In Proceedings of the 23rd Annual International Conference on Digital Government Research (dg.o ’22).
Association for Computing Machinery, New York, NY, USA, 35–40.
https://doi.org/10.1145/3543434.3543442
Abstract
Data collaboratives (DC) [12, 18] have gained increasing attention in recent years benefitting and nurturing the momentum around the use of Data for Good [11]. However, research on the topic, derived and built upon the fields of collaborative governance, information sharing, and open data [9, 17] is still unmature, lacking a systematic body of knowledge, grounded in empirical evidence [11]. Except few studies, specifically referred to DC [31, 36, 37, 40, 42] [15, 18, 19, 24], most of the literature used in the field is encompassing broader concepts as such DataSharing, DataforGood, or Cross Sectoral Partnership.
Given that the empirical field has matured sufficiently to permit more quantitative analysis, the research seeks to go beyond existing qualitative classifications and inductively define data collaborative archetypes, emphasizing their distinctions and peculiarities as a foundation for future research on the topic.
The research started from a literature review on DCs, their definition and the dimensions identifying different DC’s models. The dataset provided on datacollaboratives.org has been filtered based on the literature review, excluding those instances that do not meet the DCs criteria or for whom online data collection is not feasible. Once the empirical setting was defined, a phase of variables selection and population has been conducted according to different variables. The evaluation of different clustering solutions, using both qualitative and quantitative methodologies, brought to identify five mutually exclusive clusters.
Each cluster is described according to 18 variables, allowing the emergence of cluster’s specific peculiarities and challenges. Findings are consistent with prior classifications and taxonomies [18, 29] with additional views afforded by a larger number of instances, the use of quantitative methodologies and the analysis of additional variables. Findings demonstrate the coexistence of quite different entities under the concept of DC, each of whose challenges and progress should be examined independently by researchers.

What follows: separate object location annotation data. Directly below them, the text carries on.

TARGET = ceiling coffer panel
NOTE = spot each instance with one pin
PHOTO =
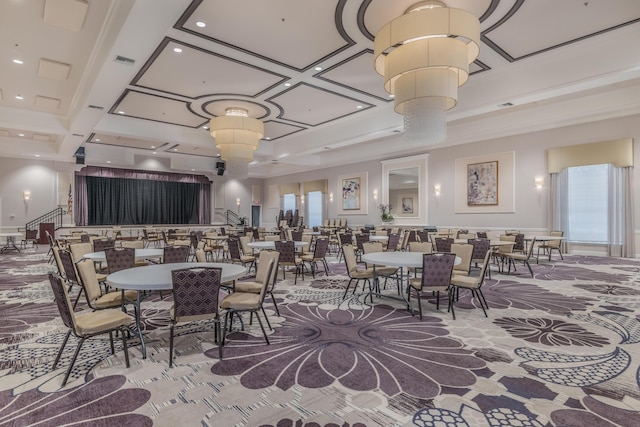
(157, 108)
(316, 25)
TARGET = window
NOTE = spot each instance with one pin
(588, 201)
(289, 203)
(314, 204)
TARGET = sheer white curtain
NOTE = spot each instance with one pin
(621, 225)
(620, 205)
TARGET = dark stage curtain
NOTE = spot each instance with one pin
(137, 201)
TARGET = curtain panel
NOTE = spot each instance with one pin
(106, 196)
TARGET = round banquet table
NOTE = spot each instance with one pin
(157, 277)
(140, 254)
(269, 244)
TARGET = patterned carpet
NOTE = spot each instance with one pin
(561, 349)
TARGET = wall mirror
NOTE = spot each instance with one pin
(404, 184)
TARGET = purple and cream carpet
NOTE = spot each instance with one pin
(559, 349)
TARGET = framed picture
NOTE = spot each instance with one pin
(482, 184)
(353, 194)
(407, 205)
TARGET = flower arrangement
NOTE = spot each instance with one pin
(385, 213)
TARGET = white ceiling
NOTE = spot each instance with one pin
(558, 62)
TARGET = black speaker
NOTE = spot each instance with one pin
(220, 167)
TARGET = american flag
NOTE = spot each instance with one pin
(70, 201)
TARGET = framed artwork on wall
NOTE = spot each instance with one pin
(407, 205)
(482, 184)
(353, 194)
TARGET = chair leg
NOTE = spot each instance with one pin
(64, 343)
(75, 356)
(262, 327)
(171, 344)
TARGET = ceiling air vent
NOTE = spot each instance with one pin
(124, 60)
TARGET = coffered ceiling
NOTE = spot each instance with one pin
(135, 82)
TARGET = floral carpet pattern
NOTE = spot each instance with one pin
(559, 349)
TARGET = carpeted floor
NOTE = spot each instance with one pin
(562, 349)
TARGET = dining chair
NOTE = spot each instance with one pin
(437, 270)
(175, 254)
(472, 283)
(120, 259)
(551, 245)
(354, 272)
(96, 299)
(85, 325)
(240, 302)
(522, 257)
(318, 255)
(465, 252)
(288, 258)
(196, 293)
(255, 286)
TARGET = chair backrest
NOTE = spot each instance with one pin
(135, 244)
(345, 238)
(372, 247)
(196, 291)
(233, 244)
(68, 266)
(507, 249)
(349, 258)
(555, 243)
(480, 248)
(519, 245)
(436, 269)
(201, 256)
(101, 244)
(173, 254)
(120, 258)
(320, 251)
(423, 235)
(392, 242)
(360, 239)
(62, 301)
(287, 251)
(87, 273)
(244, 242)
(443, 244)
(78, 250)
(424, 247)
(464, 251)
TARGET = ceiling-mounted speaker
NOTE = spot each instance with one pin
(220, 168)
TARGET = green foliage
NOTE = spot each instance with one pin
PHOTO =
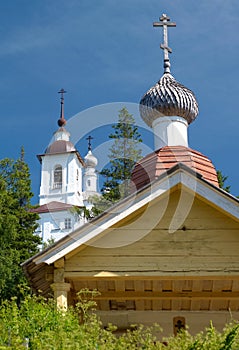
(124, 153)
(17, 224)
(221, 180)
(39, 323)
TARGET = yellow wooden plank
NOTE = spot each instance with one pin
(140, 295)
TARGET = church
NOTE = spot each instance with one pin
(67, 182)
(166, 254)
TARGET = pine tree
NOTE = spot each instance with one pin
(17, 224)
(124, 153)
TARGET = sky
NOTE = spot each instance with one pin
(106, 55)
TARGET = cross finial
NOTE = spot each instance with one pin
(62, 121)
(89, 138)
(165, 23)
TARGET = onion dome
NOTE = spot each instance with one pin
(168, 98)
(60, 146)
(90, 160)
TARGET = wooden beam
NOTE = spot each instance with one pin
(141, 295)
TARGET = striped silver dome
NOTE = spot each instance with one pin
(168, 98)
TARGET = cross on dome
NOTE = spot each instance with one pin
(165, 23)
(62, 121)
(89, 138)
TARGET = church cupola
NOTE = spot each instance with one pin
(168, 107)
(61, 174)
(90, 178)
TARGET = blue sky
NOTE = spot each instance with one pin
(106, 51)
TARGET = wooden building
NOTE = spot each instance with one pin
(169, 252)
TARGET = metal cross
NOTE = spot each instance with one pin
(62, 92)
(164, 22)
(89, 138)
(62, 121)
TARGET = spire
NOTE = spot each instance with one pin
(89, 138)
(62, 121)
(164, 22)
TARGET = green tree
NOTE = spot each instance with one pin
(124, 153)
(17, 224)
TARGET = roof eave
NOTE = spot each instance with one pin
(179, 174)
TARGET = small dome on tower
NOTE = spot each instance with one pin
(90, 160)
(168, 98)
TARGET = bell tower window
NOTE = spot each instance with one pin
(57, 177)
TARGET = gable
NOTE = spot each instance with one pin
(205, 243)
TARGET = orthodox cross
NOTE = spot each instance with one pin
(89, 138)
(165, 23)
(62, 121)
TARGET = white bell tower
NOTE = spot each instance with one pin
(90, 177)
(61, 168)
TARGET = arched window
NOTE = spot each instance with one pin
(57, 177)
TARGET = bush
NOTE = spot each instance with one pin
(36, 323)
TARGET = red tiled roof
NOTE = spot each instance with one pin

Responding to the objective to foster DCs long term sustainability, different research priorities are specified according to identified clusters and an empirical setting for conducting this research is made available. From a practitioner perspective, research’s findings may enable those interested in the topic to obtain more comprehensive information about benchmark examples, which is a valuable resource for industry growth. Additionally, the research illustrates the efficacy of categorical variable clustering analysis for inductive exploratory studies in a novel field of research.